Ofreció su mejilla para que la besase, dando la impresión de una persona joven que hubiera cumplido con su deber… y lo supiera. El señor Gallilee (retirado detrás de las cortinas de la ventana) apareció a una señal de su mujer. Una de sus rollizas manos sostenía un puñado de cigarros, la otra agarraba una enorme y nueva petaca de viaje (la mayor en su categoría).

—Mi querido muchacho, es posible que haya buen brandy y cigarros a bordo, pero no es esa la experiencia que yo he tenido en los barcos de vapor… ¿ha sido también la tuya? —se detuvo para consultar con su mujer—. Querida, ¿ha sido la tuya?

La señora Gallilee sostenía la «Guía Ferroviaria» y la agitaba de forma ostensible. El señor Gallilee continúo con premura.

—Hay buena mercancía en esta petaca, Ovid, si te parece bien. Tiene… cuarenta y cinco años… ¿te gustaría probarla? ¿Quieres probarla, querida?

La señora Gallilee agarró la «Guía Ferroviaria» de nuevo con una mirada terrible. Su marido metió la gran petaca en uno de los bolsillos de Ovid y los cigarros en el otro.

—Encontrarás consuelo en ello cuando estés lejos de nosotros. ¡Qué Dios te bendiga, hijo mío! ¿No te importa que te llame hijo? No te podría querer más si fuera de verdad tu padre. Vamos a separarnos lo más contentos posibles —dijo el pobre señor Gallilee con las lágrimas rodándole sin disimulo por sus rollizas mejillas—. Nos podemos escribir… ¿verdad? ¡Oh, querido!, ¡querido! Quisiera llevarlo tan bien como Maria. ¡Zo!, ven y dale un beso, pobrecita. ¿Dónde está Zo?

La señora Gallilee dio con ella y arrastró a Zo desde debajo de la mesa hasta hacerla visible. Ovid sentó a su hermana pequeña en sus rodillas y le preguntó por qué se había escondido.

—¡Porque no quiero despedirme! —exclamó, expresando su motivo con un apasionado estallido de pena que la sacudió de los pies a la cabeza—. ¡Llévame contigo, Ovid, llévame contigo!

Él hizo todo lo que estuvo en su mano para consolarla, en circunstancias adversas. La voz de aviso de la señora Gallilee sonaba como un toque de difuntos: «¡Es la hora, es la hora!». La voz chillona de tiple de Zo sonaba aún más alta.

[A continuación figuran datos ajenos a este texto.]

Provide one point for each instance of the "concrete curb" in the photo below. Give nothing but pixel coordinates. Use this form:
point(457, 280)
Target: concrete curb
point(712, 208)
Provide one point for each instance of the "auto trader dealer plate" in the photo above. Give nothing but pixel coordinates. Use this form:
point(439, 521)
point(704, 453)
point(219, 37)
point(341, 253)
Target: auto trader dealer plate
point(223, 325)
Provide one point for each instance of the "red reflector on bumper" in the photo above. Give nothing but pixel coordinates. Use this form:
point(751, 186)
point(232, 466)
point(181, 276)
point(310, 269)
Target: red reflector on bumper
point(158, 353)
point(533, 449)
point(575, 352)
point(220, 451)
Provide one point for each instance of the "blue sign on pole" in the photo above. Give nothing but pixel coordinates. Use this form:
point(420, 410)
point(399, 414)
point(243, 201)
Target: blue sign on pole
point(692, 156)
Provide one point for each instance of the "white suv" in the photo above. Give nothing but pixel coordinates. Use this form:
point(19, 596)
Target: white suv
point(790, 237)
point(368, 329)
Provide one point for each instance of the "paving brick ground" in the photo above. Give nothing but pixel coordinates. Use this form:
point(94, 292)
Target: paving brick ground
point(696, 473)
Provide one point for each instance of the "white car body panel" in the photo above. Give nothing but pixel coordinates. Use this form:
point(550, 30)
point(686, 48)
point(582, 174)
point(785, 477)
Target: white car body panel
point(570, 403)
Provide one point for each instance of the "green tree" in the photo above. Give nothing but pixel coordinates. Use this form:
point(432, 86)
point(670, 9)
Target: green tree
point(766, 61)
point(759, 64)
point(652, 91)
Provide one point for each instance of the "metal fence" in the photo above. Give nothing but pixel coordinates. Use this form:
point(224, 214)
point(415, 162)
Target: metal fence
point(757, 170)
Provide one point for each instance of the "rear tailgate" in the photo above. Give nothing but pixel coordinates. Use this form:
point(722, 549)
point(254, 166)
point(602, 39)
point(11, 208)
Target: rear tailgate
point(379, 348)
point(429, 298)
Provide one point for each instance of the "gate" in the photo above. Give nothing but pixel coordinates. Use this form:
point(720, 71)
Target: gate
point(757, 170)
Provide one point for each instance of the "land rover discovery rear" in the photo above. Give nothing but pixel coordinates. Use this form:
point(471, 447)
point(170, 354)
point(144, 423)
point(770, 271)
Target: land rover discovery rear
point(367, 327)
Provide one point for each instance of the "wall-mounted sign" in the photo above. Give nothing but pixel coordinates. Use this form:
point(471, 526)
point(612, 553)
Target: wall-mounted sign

Zo estaba resuelta a escribir a Ovid si no se le permitía ir con él.

—Papi te va a escribir… ¿por qué yo no? —gritaba entre sollozos.

—Querida Zoe, eres demasiado joven —apuntó Maria.

—¡Malditas tonterías! —dijo entre sollozos el señor Gallilee—, ¡ella escribirá!

—¡Es la hora, es la hora! —insistió la señora Gallilee.

Sin tomar parte en la disputa, Ovid le entregó dos sobres a Zo, tranquilizándola en ese sentido. Corrió hacia la entrada y echó un vistazo a las escaleras que llevaban a la sala. Carmina estaba en el descansillo esperándolo para una última mirada de despedida. En el último tramo de escaleras, sin ser vista desde la entrada, la señorita Minerva observaba la escena de la partida. Sin preocuparse ni de los trenes ni de los barcos, Ovid subió corriendo hacia Carmina; un beso, otro beso y después, se fue hacia el portal con Zo pisándole los talones e intentando entrar en la carroza con él. Una última palabra cariñosa para la niña mientras la traían de vuelta hacia la casa, una última mirada a los rostros de la familia en el portal, un último esfuerzo para resistir ese anticipo de la muerte que amarga todas las despedidas humanas… ¡y Ovid se fue!